CLI=/opt/cloudera/parcels/CDH/lib/hive/lib/hive-cli-0.13.1-cdh5.3.1.jar:/opt/cloudera/parcels/CDH/lib/hive/lib/hive-common-0.13.1-cdh5.3.1.jar:=/opt/cloudera/parcels/CDH/lib/hive/lib/hive-jdbc-0.13.1-cdh5.3.1.jar:/opt/cloudera/parcels/CDH/lib/hive/lib/hive-exec-0.13.1-cdh5.3.1.jar
$SPARK_CLASSPATH:$JARS:$CLI

$SPARK_HOME/bin/spark-sql --master local

Re: spark sql is not working on CDH5.3

Master Collaborator

You're probably beyond my knowledge. But the immediate error is easy enough to understand; it can't find the Hive classes, so something is still wrong there. I see a typo in your path for example; there are two jars separated by ":=" Is it just that?

Re: spark sql is not working on CDH5.3

my bad. I fixed the typo. But still no luck. Thanks.
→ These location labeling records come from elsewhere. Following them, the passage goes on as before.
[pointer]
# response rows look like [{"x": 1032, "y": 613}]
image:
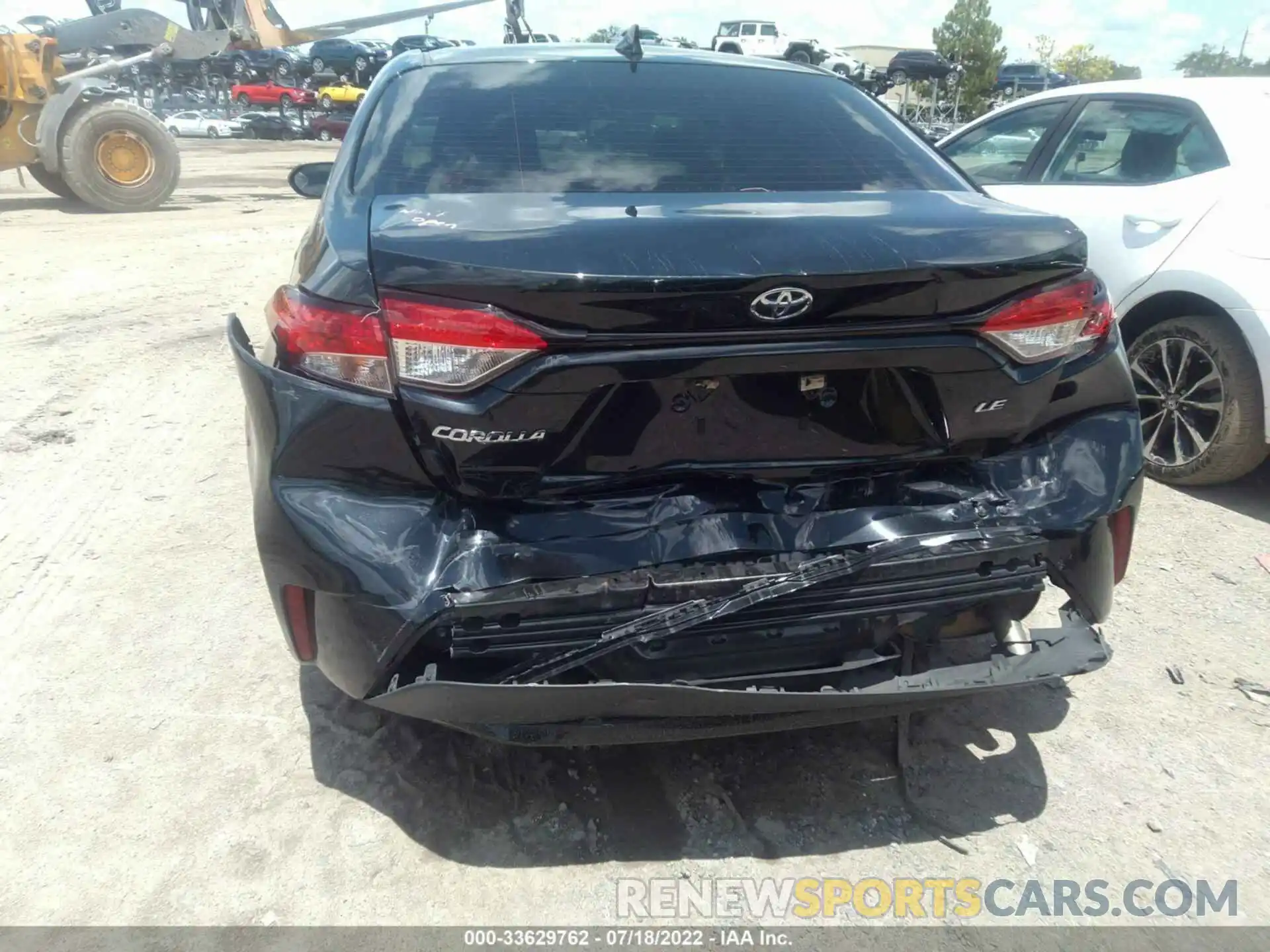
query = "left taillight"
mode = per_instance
[
  {"x": 339, "y": 343},
  {"x": 1058, "y": 321},
  {"x": 446, "y": 346}
]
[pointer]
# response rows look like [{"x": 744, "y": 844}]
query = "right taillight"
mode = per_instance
[
  {"x": 432, "y": 344},
  {"x": 1058, "y": 321}
]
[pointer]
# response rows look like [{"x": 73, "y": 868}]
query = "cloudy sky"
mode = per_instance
[{"x": 1150, "y": 33}]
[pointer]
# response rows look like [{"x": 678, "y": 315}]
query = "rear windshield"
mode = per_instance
[{"x": 665, "y": 127}]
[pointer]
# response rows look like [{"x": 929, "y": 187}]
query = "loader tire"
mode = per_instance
[
  {"x": 51, "y": 180},
  {"x": 118, "y": 158}
]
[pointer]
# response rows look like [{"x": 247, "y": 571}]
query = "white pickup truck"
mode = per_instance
[{"x": 762, "y": 38}]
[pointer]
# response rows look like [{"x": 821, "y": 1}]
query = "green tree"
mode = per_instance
[
  {"x": 605, "y": 34},
  {"x": 1043, "y": 48},
  {"x": 969, "y": 37},
  {"x": 1210, "y": 61},
  {"x": 1083, "y": 65}
]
Re: spark sql is not working on CDH5.3

New Contributor
i have the same issue. Even have hive classpath included, it still gives error.

Anyone has luck on this?

Re: spark sql is not working on CDH5.3

Hi,

 

There is bug in the classpath.

 

You need add a line int the compute-classpath.sh CLASSPATH="$CLASSPATH:/opt/cloudera/parcels/CDH/lib/hive/lib/*" .  Then it will work without any issues.

 

Regards,

Venkat

 

 

Re: spark sql is not working on CDH5.3

New Contributor
thanks a lot! this does the trick:)

Re: spark sql is not working on CDH5.3

Master Collaborator

To add a little color, yes you can do that, although the CLASSPATH intentionally does not include Hive, since as I understand, Spark doesn't work with the later versions of Hive that CDH 5.3 and beyond use. It still may work enough to do what you need, so, have at it. But you may hit some incompatibilities.

Highlighted

Re: spark sql is not working on CDH5.3

I agree. What is the best solution for this?